« Transforme ta souffrance en point d’insertion pour les ailes. » Elle me revient en tête, cette phrase de Jean Sullivan, chaque fois que je vois un film ou que je lis un livre qui part d’une histoire terrible pour créer une œuvre d’art.
Qu’a-t-il vécu de la guerre qu’il raconte, le réalisateur de NAYOLA ? Ce n’est pas ça l’important. L’important, c’est ce qu’il en fait. De la boue et du pire dont sont capables les humains, il fait de l’or, une œuvre inspirante qui donne envie de s’élever au-dessus de sa propre vie pour s’enquérir de celles des autres. Qu’est-ce qui leur est arrivé, aux Angolais, pour qu’une guerre civile déchire leur pays pendant 27 ans, provoquant la mort de 500 000 d’entre eux et le déplacement de 4 millions de réfugiés ?
Il n’est pas tout seul, ce réalisateur. Il s’appelle José Miguel Ribeiro. Il a un scénariste, Virgilia Almeida, qui a adapté une pièce de théâtre de José Eduardo Agualusa. Le scénariste parle aussi d’un livre de témoignages de femmes publié par une Angolaise… Beaucoup de personnes, sans doute beaucoup de personnes ont contribué à ce que sorte un jour ce dessin animé incroyable.
Il raconte une femme qui part là où les hommes se battent, à la recherche de son mari disparu. Il raconte sa fille qui l’a à peine connue et qui lui en veut de l’avoir abandonnée. Il raconte sa mère qui s’occupe de la jeune révoltée et qui a réussi à lui transmettre de l’amour malgré la désolation et les destructions que la guerre a répandues autour d’elles.

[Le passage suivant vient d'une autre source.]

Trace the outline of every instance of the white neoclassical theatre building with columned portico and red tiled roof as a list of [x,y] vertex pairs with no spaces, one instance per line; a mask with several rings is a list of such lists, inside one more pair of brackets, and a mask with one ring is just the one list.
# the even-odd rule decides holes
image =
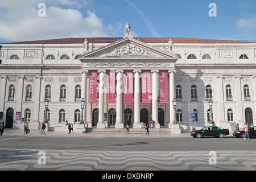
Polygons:
[[255,42],[126,35],[1,46],[6,127],[23,128],[24,118],[31,129],[46,120],[142,128],[152,118],[155,128],[188,132],[212,121],[232,130],[256,121]]

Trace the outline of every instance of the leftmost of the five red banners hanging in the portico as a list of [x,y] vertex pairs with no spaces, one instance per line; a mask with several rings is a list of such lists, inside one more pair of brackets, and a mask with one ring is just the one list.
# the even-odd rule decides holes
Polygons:
[[97,71],[89,71],[89,103],[97,103],[97,81],[98,72]]

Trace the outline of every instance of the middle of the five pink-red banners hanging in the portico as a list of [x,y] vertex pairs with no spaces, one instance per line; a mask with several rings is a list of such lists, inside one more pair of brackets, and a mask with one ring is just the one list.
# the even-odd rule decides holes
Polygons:
[[123,103],[133,103],[133,71],[123,72]]

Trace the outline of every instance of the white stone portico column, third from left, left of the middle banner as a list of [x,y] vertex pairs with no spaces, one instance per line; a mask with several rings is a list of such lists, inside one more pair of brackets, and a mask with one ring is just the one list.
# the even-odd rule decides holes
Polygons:
[[122,77],[123,77],[123,70],[116,70],[117,73],[117,117],[115,121],[115,128],[122,129],[123,128],[123,90],[122,90]]

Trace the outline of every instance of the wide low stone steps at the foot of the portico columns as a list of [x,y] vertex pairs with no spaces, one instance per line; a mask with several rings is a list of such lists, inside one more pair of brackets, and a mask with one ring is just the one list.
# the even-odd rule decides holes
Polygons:
[[[149,129],[150,133],[158,133],[158,134],[171,134],[171,129],[166,127],[161,127],[160,129]],[[130,129],[130,133],[138,133],[138,134],[146,134],[146,130],[142,129]],[[97,129],[97,127],[91,127],[86,129],[86,133],[126,133],[126,128],[123,129],[115,129],[113,127],[108,127],[105,129]]]

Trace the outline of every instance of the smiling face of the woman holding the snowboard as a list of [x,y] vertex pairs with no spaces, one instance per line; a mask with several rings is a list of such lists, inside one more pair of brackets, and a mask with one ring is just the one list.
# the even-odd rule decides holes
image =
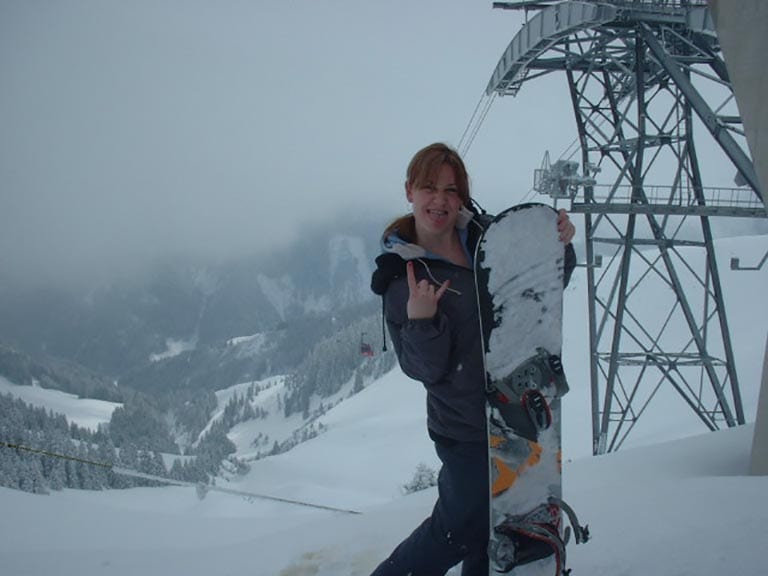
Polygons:
[[406,184],[405,190],[408,201],[413,204],[417,234],[453,232],[462,200],[450,165],[440,166],[434,181]]

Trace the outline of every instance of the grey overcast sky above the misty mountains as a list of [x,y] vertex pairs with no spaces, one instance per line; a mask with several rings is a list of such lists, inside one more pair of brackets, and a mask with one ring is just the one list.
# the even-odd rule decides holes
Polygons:
[[[1,0],[3,275],[233,256],[340,211],[405,211],[411,155],[458,145],[520,28],[491,5]],[[538,98],[495,104],[475,139],[481,202],[530,190],[546,143],[509,118],[530,135]]]

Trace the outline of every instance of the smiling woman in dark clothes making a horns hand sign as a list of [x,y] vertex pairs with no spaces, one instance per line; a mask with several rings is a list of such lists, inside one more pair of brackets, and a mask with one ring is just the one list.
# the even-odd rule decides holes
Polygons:
[[[413,213],[385,230],[371,287],[383,296],[403,372],[426,387],[427,427],[442,468],[432,515],[372,576],[437,576],[459,562],[463,576],[487,576],[488,451],[472,254],[490,218],[474,210],[464,163],[445,144],[416,153],[405,193]],[[569,247],[568,278],[574,227],[565,211],[558,230]]]

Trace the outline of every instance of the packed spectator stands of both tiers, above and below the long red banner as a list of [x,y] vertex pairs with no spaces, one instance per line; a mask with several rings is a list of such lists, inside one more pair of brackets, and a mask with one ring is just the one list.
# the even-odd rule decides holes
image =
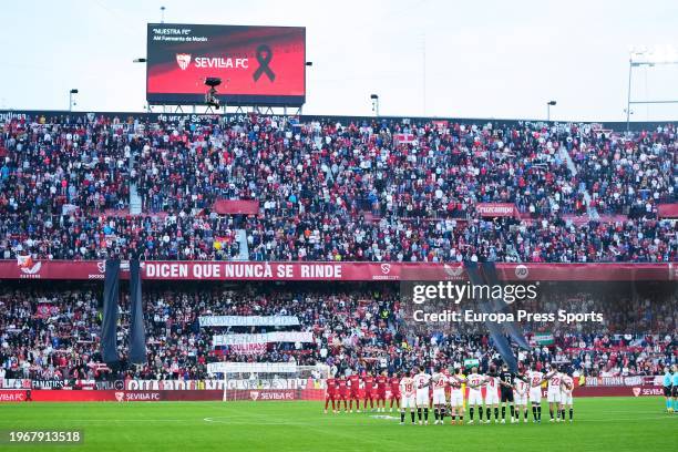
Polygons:
[[[0,381],[195,380],[219,361],[327,364],[335,374],[444,357],[477,359],[486,370],[499,359],[487,335],[409,330],[392,281],[152,281],[143,292],[147,362],[126,362],[125,296],[121,364],[111,368],[100,353],[101,285],[30,280],[62,260],[71,263],[58,279],[79,263],[111,258],[364,261],[384,275],[390,265],[421,263],[650,264],[666,266],[660,279],[675,277],[674,124],[626,133],[600,124],[254,114],[0,117],[0,278],[8,280]],[[102,268],[89,279],[103,278]],[[653,306],[671,297],[657,295]],[[219,347],[217,331],[198,321],[209,315],[294,316],[294,331],[312,340]],[[664,322],[655,325],[660,335],[553,330],[549,347],[515,352],[538,367],[572,362],[587,376],[659,374],[676,355],[675,312],[643,315]],[[271,331],[291,330],[228,330]]]

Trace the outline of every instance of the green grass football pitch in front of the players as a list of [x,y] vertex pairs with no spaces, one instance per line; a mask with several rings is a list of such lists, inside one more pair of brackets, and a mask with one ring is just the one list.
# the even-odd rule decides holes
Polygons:
[[[388,410],[387,410],[388,411]],[[431,413],[432,414],[432,413]],[[532,414],[531,414],[532,417]],[[548,411],[543,413],[548,419]],[[320,402],[124,402],[0,405],[0,430],[81,430],[73,451],[658,451],[678,446],[660,398],[575,400],[575,422],[400,425],[398,413],[323,414]]]

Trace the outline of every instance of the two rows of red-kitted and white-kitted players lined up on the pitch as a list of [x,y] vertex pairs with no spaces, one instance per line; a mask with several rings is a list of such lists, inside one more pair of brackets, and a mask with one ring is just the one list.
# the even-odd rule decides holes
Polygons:
[[[389,400],[390,411],[393,405],[400,409],[401,424],[405,422],[408,410],[411,423],[418,421],[419,424],[428,424],[431,409],[435,424],[443,424],[446,415],[451,418],[452,424],[461,424],[464,422],[466,407],[470,424],[475,422],[476,413],[479,423],[490,423],[493,415],[495,423],[506,423],[507,412],[511,423],[517,423],[521,419],[528,422],[530,408],[532,421],[540,423],[544,382],[547,383],[546,402],[551,422],[565,421],[567,411],[572,422],[574,380],[572,374],[559,371],[555,364],[546,373],[536,368],[514,373],[504,364],[500,370],[491,366],[486,374],[479,373],[475,367],[468,374],[463,373],[461,367],[454,373],[436,367],[429,374],[420,367],[390,378],[386,372],[377,377],[367,373],[362,378],[358,374],[330,378],[327,380],[325,412],[330,403],[335,413],[341,411],[342,402],[345,412],[353,411],[353,402],[356,411],[360,412],[361,399],[363,410],[367,410],[369,401],[373,411],[376,401],[376,410],[384,412]],[[468,399],[464,398],[466,389]]]

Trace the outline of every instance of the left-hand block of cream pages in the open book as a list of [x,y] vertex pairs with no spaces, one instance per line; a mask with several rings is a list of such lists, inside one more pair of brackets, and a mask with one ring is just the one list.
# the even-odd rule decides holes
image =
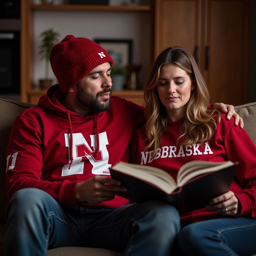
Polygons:
[[167,194],[172,193],[176,189],[176,182],[173,177],[155,167],[119,162],[111,167],[111,169],[151,183]]

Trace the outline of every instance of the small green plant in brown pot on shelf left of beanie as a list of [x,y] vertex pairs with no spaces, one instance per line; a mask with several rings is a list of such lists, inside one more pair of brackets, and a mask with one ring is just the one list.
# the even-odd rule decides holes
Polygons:
[[40,38],[41,45],[39,46],[39,55],[41,59],[45,59],[45,79],[40,79],[41,89],[47,89],[52,85],[52,79],[49,79],[49,58],[51,48],[58,42],[59,33],[52,28],[42,31]]

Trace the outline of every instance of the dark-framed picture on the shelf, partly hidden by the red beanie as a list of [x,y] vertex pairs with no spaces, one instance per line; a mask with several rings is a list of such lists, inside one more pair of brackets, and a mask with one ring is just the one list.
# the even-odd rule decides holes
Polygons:
[[114,61],[114,65],[125,67],[132,63],[132,40],[95,39]]

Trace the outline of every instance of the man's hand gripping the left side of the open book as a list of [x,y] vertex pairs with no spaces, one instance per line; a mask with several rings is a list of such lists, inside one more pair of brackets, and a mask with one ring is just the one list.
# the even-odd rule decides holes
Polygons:
[[79,182],[76,186],[76,201],[98,204],[109,201],[119,192],[127,191],[121,187],[121,182],[106,176],[95,175],[90,179]]

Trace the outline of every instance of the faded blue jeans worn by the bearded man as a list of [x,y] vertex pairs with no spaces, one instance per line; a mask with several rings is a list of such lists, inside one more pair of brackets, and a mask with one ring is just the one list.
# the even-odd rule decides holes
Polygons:
[[19,190],[7,206],[4,255],[47,255],[65,246],[123,255],[170,255],[180,231],[177,210],[160,201],[114,209],[62,208],[48,193]]

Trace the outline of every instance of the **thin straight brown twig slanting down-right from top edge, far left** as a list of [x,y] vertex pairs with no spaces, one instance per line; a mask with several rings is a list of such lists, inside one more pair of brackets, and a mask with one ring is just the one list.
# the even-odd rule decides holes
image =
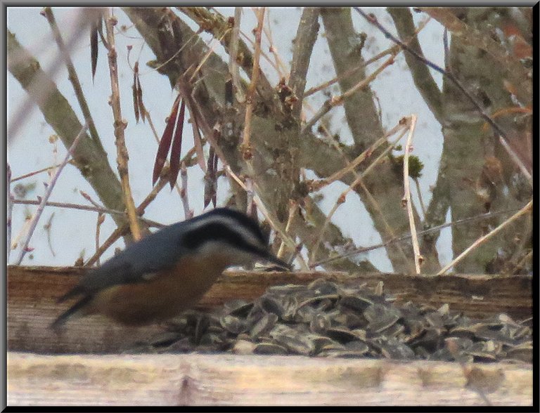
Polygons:
[[101,144],[101,139],[99,138],[96,125],[94,124],[94,119],[92,119],[88,103],[86,103],[86,98],[84,96],[84,92],[82,91],[81,83],[79,81],[79,77],[77,76],[77,71],[75,70],[75,65],[73,65],[73,62],[71,60],[70,51],[65,46],[65,43],[62,39],[62,35],[60,34],[60,30],[58,29],[58,25],[56,24],[56,19],[54,18],[53,11],[50,7],[45,7],[42,13],[45,15],[47,21],[49,22],[49,25],[51,26],[54,39],[56,40],[56,44],[58,44],[58,48],[62,53],[63,59],[65,60],[65,66],[68,68],[69,79],[73,86],[73,90],[75,91],[75,96],[77,97],[77,101],[79,102],[79,106],[81,107],[84,119],[87,120],[89,125],[88,129],[90,132],[90,136],[92,137],[92,139],[94,139],[96,145],[98,145],[98,147],[100,147],[101,150],[105,152],[105,150],[103,149],[103,145]]

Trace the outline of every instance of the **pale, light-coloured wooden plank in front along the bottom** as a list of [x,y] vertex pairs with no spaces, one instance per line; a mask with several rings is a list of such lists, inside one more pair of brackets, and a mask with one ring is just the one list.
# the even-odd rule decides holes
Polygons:
[[[532,366],[242,355],[8,353],[19,405],[532,405]],[[480,395],[481,389],[485,398]]]

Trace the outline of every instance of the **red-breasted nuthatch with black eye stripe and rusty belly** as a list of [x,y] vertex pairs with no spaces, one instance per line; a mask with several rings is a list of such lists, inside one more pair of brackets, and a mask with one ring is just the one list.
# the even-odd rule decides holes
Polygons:
[[289,268],[271,254],[256,221],[214,209],[162,228],[90,270],[58,299],[82,296],[51,327],[94,313],[125,325],[167,320],[197,303],[225,268],[254,261]]

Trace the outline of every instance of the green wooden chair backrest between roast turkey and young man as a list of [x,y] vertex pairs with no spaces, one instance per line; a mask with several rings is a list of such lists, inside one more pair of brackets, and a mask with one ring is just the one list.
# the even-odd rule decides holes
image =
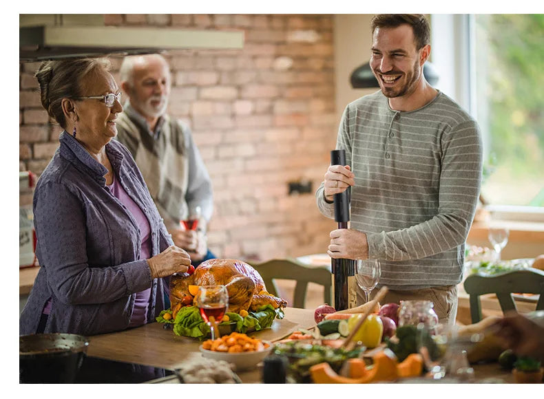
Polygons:
[[323,301],[331,303],[331,272],[326,268],[308,267],[296,259],[271,259],[262,263],[249,262],[255,270],[261,275],[266,290],[278,296],[278,285],[275,279],[295,280],[295,294],[293,303],[289,305],[293,308],[304,308],[306,303],[306,291],[308,283],[317,283],[324,286]]

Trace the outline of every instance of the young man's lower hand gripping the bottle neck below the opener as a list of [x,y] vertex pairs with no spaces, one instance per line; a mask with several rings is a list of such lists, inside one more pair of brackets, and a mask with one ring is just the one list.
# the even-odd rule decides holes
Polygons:
[[327,254],[333,259],[368,259],[366,234],[352,228],[331,231]]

On navigue dans le temps. Tantôt on est dans le temps de la guerre, dans des champs où la bataille fait rage et où Nayola, avançant entre mille dangers, montre la photo de son mari à tous les soldats qu’elle croise. Tantôt on est des années après la guerre à Luanda, la capitale de l’Angola. On y suit Yara, la fille de Nayola, une adolescente de 16 ans qui grimpe sur les toits pour rapper avec ses amis et qui se cache de la police car ses textes de lutte pourraient la mener en prison. Chez elle, c’est chez sa grand-mère, Lelena. Lelena est corpulente, parce qu’il faut du coffre pour supporter tout ce qu’elle a vécu. Elle parle d’une voix douce, sans jamais hausser le ton. Une nuit, un voleur masqué s’introduit chez elle. Il a faim, elle lui donne à manger. Il s’empare du journal que Nayola tenait avant de partir à la guerre ; mais comme ce cahier, c’est tout ce que Yara a hérité de sa mère, elle est prête à le découper en morceaux, le voleur ! Lelena s’interpose, apaise les tensions. Plus tard, une longue conversation s’engage entre la grand-mère et le voleur. Une conversation essentielle.
Il y a des moments magiques, où la rationalité est priée de passer dans la pièce d’à côté. C’est la nuit, dans le désert. Nayola est inconsciente. Un homme tire à l’arc sur la lune sauf que son arc, c’est un serpent. Au bout de la queue du serpent, l’homme et ses compagnons, ils sont plusieurs, attachent Nayola inconsciente, dans le ciel. Imaginez la lune. De la lune descend, tendu comme un fil, le serpent. Au bout du serpent, Nayola, la tête en bas, suspendue dans le vide. Au bout d’un moment, elle se met à vomir et ce qu’elle vomit, c’est la guerre. Des armes sortent de sa bouche, des chars, des avions de combat, tout cela se fracasse au sol, des centaines de mètres plus bas.
Il ne faut pas que je vous en dise plus. J’espère que vous le verrez. Des phrases sont dites, comme échappées d’un poème. « La guerre n’a pas un visage de femme » a dit quelqu’un, un jour, à Svetlana Alexïevitch. Mais les femmes autant que les hommes sont touchées par la guerre et ces trois-là sont inoubliables.